A law professor called out Harvard Law professor emeritus Alan Dershowitz‘s controversial argument that abuse of power isn’t impeachable. Georgetown Law’s John Mikhail argued Sunday morning that Dershowitz’s stance didn’t make sense, and wasn’t supported by the historical record.
“There is no sound basis for Alan Dershowitz to claim that abuse of power is not an impeachable offense,” he wrote at the beginning of a lengthy tweet thread. “In addition to being at odds with common sense, this claim is contradicted by a clear and consistent body of historical evidence.”
He had been asked to weigh-in on the other professor’s stance.
“Abuse of power, even if proved, is not an impeachable offense,” Dershowitz said. “That’s what the framers rejected. They didn’t want to give Congress the authority to remove a president because he abused his power.”
President Donald Trump was impeached last month for abuse of power, and obstruction of congress.
Mikhail pointed out the history of Warren Hastings, Britain’s first Governor-General of India. Parliament member Edmund Burke wrote impeachment charges against the official in 1786, and this case (which ended in a 1795 acquittal) overlapped with the writing of the U.S. Constitution and the creation of the federal government.
Mikhail said that the Hastings situation informed the Founders’ drafting of Article II, Section 4 of the U.S. Constitution:
The President, Vice President and all civil officers of the United States, shall be removed from office on impeachment for, and conviction of, treason, bribery, or other high crimes and misdemeanors.
“Burke’s celebrated speeches and reports against Hastings—widely reprinted in US newspapers at the time—often accused him of abuse of power,” wrote Mikhail, a constitutional and criminal law professor.
In his speeches, Burke argued that abuse of power was still impeachable even if it didn’t violate the law as written.
“…It is here that those who by the abuse of power have violated the spirit of law can never hope for protection from any of its forms; it is here that those who have refused to conform themselves to its perfections can never hope to escape through any of its defects…” /5
— John Mikhail (@_John_Mikhail) January 19, 2020
Burke’s argument continued through the lifetime of the case.
Indeed, abuse of power was on the minds of the Founders during the 1787 Constitutional Convention.
Finally, there is the text of the Constitution itself, which imposes solemn obligations of “faithful execution” on the President in exercising all of his executive powers. Abusing delegated powers is the antithesis of faithfully executing them. /12
— John Mikhail (@_John_Mikhail) January 19, 2020
Then again, you don’t have to go back over 200 years to see that lawmakers thought abuse of power was impeachable. Lawmakers during the impeachments of Presidents Andrew Johnson and Bill Clinton, and almost-impeachment of Richard Nixon thought so.

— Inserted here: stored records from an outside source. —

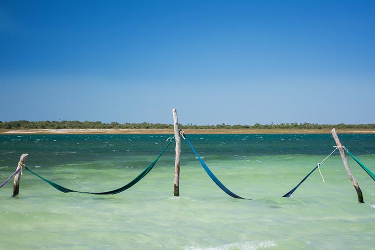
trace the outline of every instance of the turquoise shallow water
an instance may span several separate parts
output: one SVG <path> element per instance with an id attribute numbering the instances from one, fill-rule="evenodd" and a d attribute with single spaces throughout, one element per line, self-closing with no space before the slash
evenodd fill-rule
<path id="1" fill-rule="evenodd" d="M 20 195 L 0 189 L 0 249 L 375 248 L 375 183 L 348 156 L 365 203 L 329 134 L 187 135 L 217 177 L 182 141 L 180 197 L 173 196 L 174 144 L 144 178 L 114 195 L 63 193 L 24 170 Z M 375 135 L 339 135 L 375 171 Z M 0 135 L 0 182 L 26 165 L 68 188 L 102 192 L 132 180 L 159 155 L 165 135 Z"/>

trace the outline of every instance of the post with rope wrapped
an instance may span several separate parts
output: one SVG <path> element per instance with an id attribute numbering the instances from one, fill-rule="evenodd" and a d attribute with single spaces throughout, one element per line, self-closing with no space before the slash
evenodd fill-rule
<path id="1" fill-rule="evenodd" d="M 358 201 L 359 203 L 364 203 L 364 202 L 363 201 L 363 196 L 362 195 L 362 191 L 361 190 L 361 188 L 359 187 L 359 185 L 358 183 L 357 183 L 357 181 L 355 180 L 354 175 L 353 175 L 352 173 L 352 170 L 350 169 L 350 167 L 349 167 L 348 160 L 346 158 L 346 156 L 345 156 L 345 152 L 344 151 L 343 145 L 342 145 L 340 140 L 339 139 L 339 136 L 336 133 L 336 130 L 333 128 L 331 132 L 332 133 L 332 135 L 333 136 L 334 141 L 336 142 L 337 147 L 340 151 L 340 155 L 341 155 L 341 158 L 343 159 L 344 165 L 345 166 L 345 169 L 346 169 L 348 175 L 349 176 L 349 178 L 350 178 L 350 181 L 352 181 L 353 186 L 354 186 L 354 188 L 357 191 L 357 195 L 358 196 Z"/>
<path id="2" fill-rule="evenodd" d="M 16 197 L 18 195 L 20 189 L 20 179 L 21 174 L 22 174 L 22 167 L 25 166 L 25 161 L 27 158 L 28 154 L 22 154 L 20 158 L 20 161 L 18 162 L 18 165 L 17 166 L 17 170 L 19 169 L 19 171 L 14 175 L 14 181 L 13 181 L 13 197 Z"/>
<path id="3" fill-rule="evenodd" d="M 177 117 L 177 110 L 173 109 L 172 111 L 173 114 L 173 125 L 174 127 L 174 138 L 176 141 L 176 159 L 174 165 L 174 188 L 173 195 L 175 196 L 180 196 L 180 156 L 181 155 L 181 137 L 178 129 L 178 120 Z"/>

“All of these sources and others like them (e.g., Hamilton’s remark on the ‘abuse or violation of some public trust’ in Federalist 65) suggest that Dershowitz – and Trump – will have a hard time making a persuasive case that ‘abuse of power’ is not an impeachable offense,” Mikhail wrote. “For at least some GOP Senators, Republican voters, or others who profess to be originalists, however, Burke’s impeachment of Hastings may be the most relevant and instructive precedent confirming what should be obvious: grave abuses of power can be impeachable.”
Dershowitz continued his controversial defense of Trump on Sunday.
.@GStephanopoulos: “Is it your position that President Trump should not be impeached even if all the evidence and arguments laid out by the House are accepted as fact?”
Alan Dershowitz: “That’s right.” https://t.co/cqiFPziHtO pic.twitter.com/r4HZwCF149
— This Week (@ThisWeekABC) January 19, 2020
Dershowitz is set to make an argument on the president’s behalf regarding the “constitutional criteria” for impeachment.